Unprocessed log entries in replicas.

These conditions are mostly relevant for view change code, but you might need to know them. Clients have a set amount of work to do, and the simulation continues until all clients are finished (see the -c and -r options to pax). We don't want to end the simulation if a node has a message in its input queue, it should process that message. Finally, in order to not "strand" any replicas who might not be in the current view, the simulator continues the simulation until all replicas have emptied their log.

Life in a distributed system is tense. You are constantly worried that you have lost touch with your brethren, or perhaps it only looks like that because they have lost touch with you.

Because of the FLP impossibility result, liveness in distributed systems can be compromised. The simulator has a system of messages and thresholds for timeouts. Given any setting for these parameters, you can force the system into a "tough" state, where it will do something like initiate a view change or possibly just stop responding. Don't worry, you aren't responsible for making your system work across every possible parameter setting (which has been proved impossible). However, in general, if the system initiates a view change, that can mean that one of your nodes isn't attending to its work. For example, if the primary never forwards replicate requests, the replicas will initiate a view change. You don't need to handle the view change, but its existence might indicate a problem with your code.

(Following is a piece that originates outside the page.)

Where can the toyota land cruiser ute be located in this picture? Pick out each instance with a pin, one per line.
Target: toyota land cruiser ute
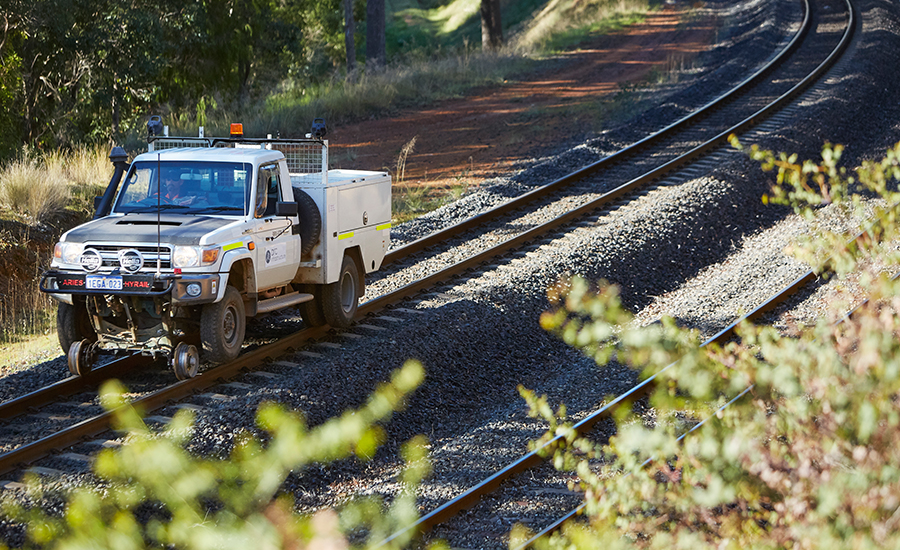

Another set of parameters that are sensitive is client timeout and number of clients. If you increase the number of clients enormously, and keep the same client timeout, then the servers will get overwhelmed and the clients will start resending reqeusts that are currently in process. This will lead to system overload, with the simulator's queues filling up and the simulator not responding and occupying more and more memory. There is no way to completely eliminate these problems in a distributed system.

Non-FIFO message delivery

Message reordering is controlled by the --delay flag and the --shuffle flag. Both take a value from 0 to 100 interpreted as the percentage of timesteps when a delay or shuffle can occur. You should probably start your work by specifying --delay 0 and --shuffle 0, which will guarantee in order delivery. A delay means that it is possible that even though there is a message at the head of a node's queue, the node will not see the message in that tick. A shuffle means all messages in a node's incoming queue will be randomly permuted.

Just to be totally clear, in order to be correct your code should NOT assume FIFO delivery. We only suggest turning on FIFO delivery as a way to make progress when you start your implementation. Of course, feel free to use the defaults, which is 10% probability of delay and 20% for shuffle.

High values of delay make it probable that for a given tick, a node processes zero messages. If this continues long enough, you will hit a timeout. So don't worry about very large values of delay. I think you and we can stress all interesting interleavings with shuffle == 100 and delay at, for example, 80. Don't start messing with heartbeat messages unless you want to enter a world of pain.

Writeup

Hand in your code and write a few paragraphs about how you handle the important cases for your replication protocol. Also describe the most interesting bug you found in your own code.

Please report how much time you spent on the lab.

Your code is subject to visual inspection and should be clean and readable. Points will be deducted if your code is too hard to follow. Your code should follow best practices, for example avoiding arbitrary constants and checking error codes.